Слово «путешественник», часто повторяющееся в эссе, вновь появляется в начале «Набережной неисцелимых», где воспоминания о прибытии на венецианский вокзал, ночной поездке в пансион в компании местной жительницы и пробуждении от солнечного света следующим утром вызывают в памяти «Охранную грамоту» Пастернака. Повторяющееся слово «путешественник» и хронотоп зимнего вечера на вокзале также напоминают о романе Итало Кальвино «Если однажды зимней ночью путник». В первом мемуарном отрывке фрагментарного нарратива «Набережной неисцелимых» Бродский детально описывает «путешественника», наделяя его конкретными чертами и обликом, близким к автопортрету:
В том маловероятном случае, если чьи-то глаза следили за моим белым лондонским дождевиком и темно-коричневым борсалино, то суммарный силуэт этих глаз бы не резал. Самой ночи поглотить его точно не составило бы труда. Мимикрия – на мой взгляд, обязательное свойство путешественника, а сложившаяся к тому времени в моем сознании Италия состояла из черно-белых фильмов пятидесятых и имеющих ту же окраску принадлежностей моего ремесла (СИБ2, 7, 7–8).

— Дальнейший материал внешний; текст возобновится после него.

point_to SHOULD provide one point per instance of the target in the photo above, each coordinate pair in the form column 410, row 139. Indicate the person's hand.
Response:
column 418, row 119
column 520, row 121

Ностальгия, которой проникнут этот автобиографический пассаж, двунаправленна. С одной стороны, это тоска по идеалу молодого человека, по тому, как должен выглядеть путешественник в Италии. С другой – это ностальгия зрелого автора по этой юношеской ностальгии. Упоминание «черно-белых фильмов» отсылает к увлечению советских шестидесятников итальянским неореализмом, а «лондонский дождевик» и «борсалино» – к эстетике путешествий прошлого. Но этот отрывок включает и еще один уровень ностальгии – он представляет автора во время, когда его идеалистическое представление подлинного и индивидуального путешествия еще не подорвано возникающим из последующего туристического опыта чувством «мимикрии» как «обязательного свойства путешественника». Другими словами, этот фрагмент отражает сожаления автора о потерянной невинности путешественника. Это сожаление связано с понятиями оригинального и подлинного, что в свою очередь указывает на утопический характер ностальгии. Подлинность путешествия – утраченный идеал, который фигура «путешественника» в «Набережной…» и означает. Это сознательная, ироническая ностальгия. Ретроспективная стилизация показывает отделение автора от себя и своего прошлого: «зима была правильным сезоном; единственное, чего, по-моему, мне не хватало, чтобы сойти за местного шалопая или carbonaro, был шарф» (СИБ2, 7, 8. Курсив мой. – С.Т.). Ироническая репрезентация собственной ностальгии дает автору эстетическое средство, соответствующее его неразрешимому состоянию меланхолии 120 . Наконец, на фоне описаний повторяющихся поездок в Венецию, хронологии отъездов и возвращений фигура «путешественника» в отрывочных фрагментах «Набережной…» демонстрирует авторскую ностальгию по античному мифу о возвращении, нарративу Одиссея. Это сближает эссе с многочисленными поэтическими текстами Бродского, в которых образ Одиссея использован для описания жизненных событий. Два самых показательных из них – «Одиссей Телемаку» (1972) и «Итака» (1993).
120
Осознанная ностальгия Бродского напоминает тот тип ностальгии, который Светлана Бойм в «Будущем ностальгии» назвала «рефлексирующей». Этот тип находится на одном из полюсов парадигмы ностальгии, которую выстраивает Бойм. На другом полюсе – «реставрирующая» ностальгия, которая является подоплекой националистических движений, в рамках которой «прошлое представляет ценность для настоящего; оно представляет собой не длительность и протяженность, а что-то вроде тотального образа». Рефлексирующая же ностальгия «говорит о невозможности возвращения домой и осознает свою собственную эфемерность и историчность». Обобщая различия между двумя типами ностальгии, Бойм заключает: «Если реставрирующая ностальгия удушливо серьезна, то рефлексирующая ностальгия, напротив, сопряжена с чувством трагической иронии <…> Рефлексирующая ностальгия не претендует на то, чтобы восстанавливать мифический дом <…> Ностальгический нарратив подобного типа открыт и фрагментарен» (Бойм С. Будущее ностальгии // Неприкосновенный запас. 2013. № 3, цит. по электронной версии:.